# S&W mod 37 busted alloy frame!



## jangus13 (Jul 21, 2009)

Hello,
I recently inherited my grandfathers service revolver. It is a S&W Mod 37 Airweight. He was a police officer in CO in the '70's. Problem is, I shot the gun the other day and discovered a crack in the alloy frame while cleaning the gun. S&W has sent a lable and i am supposed to send the gun to them. I have two questions.
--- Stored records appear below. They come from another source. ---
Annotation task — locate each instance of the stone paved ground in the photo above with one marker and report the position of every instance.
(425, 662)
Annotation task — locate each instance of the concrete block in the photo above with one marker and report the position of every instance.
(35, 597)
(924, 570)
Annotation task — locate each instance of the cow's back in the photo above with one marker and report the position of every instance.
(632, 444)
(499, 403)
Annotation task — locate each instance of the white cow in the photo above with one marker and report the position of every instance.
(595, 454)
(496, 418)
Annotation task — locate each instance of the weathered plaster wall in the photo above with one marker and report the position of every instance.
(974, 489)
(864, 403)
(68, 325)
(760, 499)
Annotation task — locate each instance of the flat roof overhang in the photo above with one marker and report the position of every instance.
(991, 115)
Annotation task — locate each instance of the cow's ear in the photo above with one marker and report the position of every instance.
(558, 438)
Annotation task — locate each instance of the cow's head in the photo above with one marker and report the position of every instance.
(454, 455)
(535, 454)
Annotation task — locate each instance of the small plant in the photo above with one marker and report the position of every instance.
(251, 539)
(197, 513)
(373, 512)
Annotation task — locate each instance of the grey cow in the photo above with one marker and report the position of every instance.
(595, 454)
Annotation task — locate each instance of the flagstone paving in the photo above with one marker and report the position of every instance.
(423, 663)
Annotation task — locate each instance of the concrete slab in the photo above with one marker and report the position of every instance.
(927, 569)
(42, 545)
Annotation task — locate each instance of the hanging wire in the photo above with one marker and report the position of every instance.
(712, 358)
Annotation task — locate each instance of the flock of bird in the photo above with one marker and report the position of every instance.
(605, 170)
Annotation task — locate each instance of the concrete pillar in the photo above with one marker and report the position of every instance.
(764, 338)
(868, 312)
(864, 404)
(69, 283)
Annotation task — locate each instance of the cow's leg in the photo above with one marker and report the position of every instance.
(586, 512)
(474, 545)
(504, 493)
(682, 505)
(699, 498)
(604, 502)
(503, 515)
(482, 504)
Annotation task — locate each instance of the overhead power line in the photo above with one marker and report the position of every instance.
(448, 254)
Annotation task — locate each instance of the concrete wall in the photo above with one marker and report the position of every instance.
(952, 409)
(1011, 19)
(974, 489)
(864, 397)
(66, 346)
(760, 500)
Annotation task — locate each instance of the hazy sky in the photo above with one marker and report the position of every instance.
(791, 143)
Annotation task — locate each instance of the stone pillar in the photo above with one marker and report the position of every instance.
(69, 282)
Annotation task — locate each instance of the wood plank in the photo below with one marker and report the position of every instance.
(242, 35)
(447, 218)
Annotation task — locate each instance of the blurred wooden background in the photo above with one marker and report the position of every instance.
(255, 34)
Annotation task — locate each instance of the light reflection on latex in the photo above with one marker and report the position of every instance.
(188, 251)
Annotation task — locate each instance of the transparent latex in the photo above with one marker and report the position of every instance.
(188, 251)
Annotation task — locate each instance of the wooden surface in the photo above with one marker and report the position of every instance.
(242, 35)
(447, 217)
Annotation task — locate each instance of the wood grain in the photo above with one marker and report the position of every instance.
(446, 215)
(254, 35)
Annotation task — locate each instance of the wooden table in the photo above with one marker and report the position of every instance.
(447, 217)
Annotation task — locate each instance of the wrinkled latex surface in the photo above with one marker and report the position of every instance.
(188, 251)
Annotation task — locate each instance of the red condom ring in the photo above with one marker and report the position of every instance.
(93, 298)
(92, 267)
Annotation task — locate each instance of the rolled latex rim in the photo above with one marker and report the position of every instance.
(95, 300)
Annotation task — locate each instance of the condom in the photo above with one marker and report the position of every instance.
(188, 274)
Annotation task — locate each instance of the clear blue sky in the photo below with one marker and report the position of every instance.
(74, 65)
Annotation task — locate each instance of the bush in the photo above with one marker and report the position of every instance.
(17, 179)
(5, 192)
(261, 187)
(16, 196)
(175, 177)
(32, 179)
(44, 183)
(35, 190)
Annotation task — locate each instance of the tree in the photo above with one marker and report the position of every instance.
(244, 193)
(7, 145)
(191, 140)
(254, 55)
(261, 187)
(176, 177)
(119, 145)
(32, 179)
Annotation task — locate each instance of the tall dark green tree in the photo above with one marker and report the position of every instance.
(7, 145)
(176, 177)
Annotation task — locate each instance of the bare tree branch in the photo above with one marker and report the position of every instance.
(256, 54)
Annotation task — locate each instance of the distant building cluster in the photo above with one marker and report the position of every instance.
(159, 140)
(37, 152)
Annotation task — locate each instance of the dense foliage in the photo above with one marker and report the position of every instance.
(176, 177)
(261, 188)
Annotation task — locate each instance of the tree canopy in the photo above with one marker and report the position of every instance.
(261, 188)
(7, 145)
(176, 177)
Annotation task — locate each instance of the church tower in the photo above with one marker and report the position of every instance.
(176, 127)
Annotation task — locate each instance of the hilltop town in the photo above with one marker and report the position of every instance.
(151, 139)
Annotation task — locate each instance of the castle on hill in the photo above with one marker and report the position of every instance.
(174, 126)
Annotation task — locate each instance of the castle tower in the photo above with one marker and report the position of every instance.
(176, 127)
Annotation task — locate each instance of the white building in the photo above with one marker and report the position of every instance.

1. is the gun repairable as the sentimental value makes the gun irreplacable

2. is S&W warranty responsible for the cracked frame on a gun manufactured in the late '60's or early '70's?

Thanks in advance,
jangus13


----------



## Baldy (Jun 21, 2006)

They may wish to keep the revolver and will offer you a newer model. I don't know of any way to repair a scandium frame. Just hope it is a scrach that you might be misreading as a crack. Good luck.


----------



## kev74 (Mar 22, 2008)

I think you're going to have to decide if you'd rather have a new gun or a paper weight/wall hanger. Although I'm sure its technically possible to repair a cracked frame, I don't think you'd be able to find someone with the skill required who would want to risk their reputation or assume the liability to make the repair. 

Be sure to include a letter with the gun asking S&W to contact you before doing anything to the gun.


----------